Hidden Lives
Page 10
It would have been a comfort to both Jean and Lily to have been able to say giving up their jobs had been worth it, but they’d inherited a habit of truthfulness from their mother and couldn’t. The further the two of them got into the life of a mother and a working-man’s wife the more alluring their past careers became. The only real compensation was their sons. They doted on them and if they had not given up their jobs, they could not have had them, could they? Jobs were traded for children and that was that. No good moaning, no good spending even a moment’s resentment wishing they could have kept the jobs and had the boys. That was not how the world worked, their world, the world for women in the 1930s. It was hard enough for men to keep their jobs, something Lily in particular constantly worried about, especially once she had a son’s future to think about. It frightened her, hearing the tales of how uncertain all employment was becoming. Men were laid off all the time and if Arthur was what on earth would they do? The thought of the dole, the mere thought, made her ill. Arthur wouldn’t have words like dole mentioned. He said not to talk about such things. He was a good worker, very experienced by now and well regarded by the management, and he didn’t think he would be laid off. Lily didn’t doubt his estimation of his own worth but she also knew Arthur had no paper qualifications and that younger men were coming up behind him who had studied engineering at college and that they might be given preference over the unqualified, if hardworking and technically experienced, Arthur. She didn’t see her husband having any protection from this kind of possible challenge. He wouldn’t have anything to do with trade unions even if he was supposedly a Labour supporter then – he feared unions, noting their activity in the factory anxiously, knowing they were pressing for an all-out strike. He didn’t want to strike. He feared victimization and couldn’t see how the unions could beat the management.

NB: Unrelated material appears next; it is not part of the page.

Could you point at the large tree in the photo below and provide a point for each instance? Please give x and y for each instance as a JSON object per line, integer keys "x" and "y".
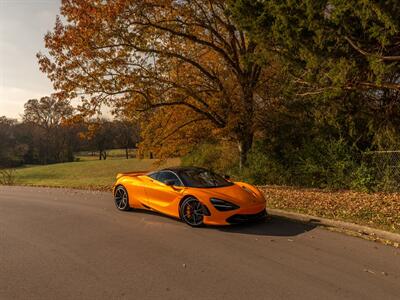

At the back of her mind, Lily clung on to what Dr Beard had said when she left, which was that if ever she wanted to she could come back part-time, she was so highly thought of. She mentioned this to Arthur, in one of her if-the-worst-comes-to-the-worst moods, intending it to be a cheering thought, but he alarmed her with his vehement protest that he would not have his wife working, part-time or not. He wished Lily wouldn’t go on about it. He wished she would just let what would be, be. There was nothing that could be done. That was always his attitude, that nothing he could do made any difference to his future. He had no power over it and therefore the best thing was to keep his nose clean and continue to work hard and hope he’d be lucky. But it wasn’t Lily’s attitude, not then. She didn’t like Arthur’s fatalism. She feared that the consequence of it would mean they would stay poor for ever. She remembered her father and how his hard work had been backed by his enterprise and how he’d flourished and been able to benefit his family. Arthur couldn’t do that. She was married to a man who had skills and used them but whose prodigious hard, physical work would never bring him the rewards he deserved unless he looked out for ways of capitalizing on them, and as far as he was concerned, perhaps correctly, there were none. She was going to have to learn to be that man’s wife and not complain and meanwhile her own brains and talents were not being used.
Margaret Ann, in the last few years of her life, never stopped worrying about Nan. Exactly where and how Nan was living was still not discussed back in Carlisle, though her mother and sisters had her address. The accepted version was that Nan was doing very well in the tailoring business and happily settled in the respectable boarding-house she’d described to her mother. She saw Jack Marshallsay ‘often’ but no, there was still no engagement – why should there be, why did her mother go on about it so? By now, Lily and Jean both knew Jack was married and reputedly trying for a divorce but they agreed that their mother could not be told this. Divorce was a terrible word, it would bring on an angina attack for sure. So would any open acknowledgement that, although Nan’s boarding-house was indeed respectable, it also accommodated Jack. The two of them were virtually living together, and in 1934 they moved into what Jack called a flat in Ashton Road, with Nan simply telling her mother she could now afford to rent a place of her own (though no invitation to visit was extended). This ‘flat’ was more of a bed-sitting room with a tiny kitchenette and not at all what Nan had had in mind, but Jack said it was only temporary. Once his divorce came through, once they were married, they would have a house.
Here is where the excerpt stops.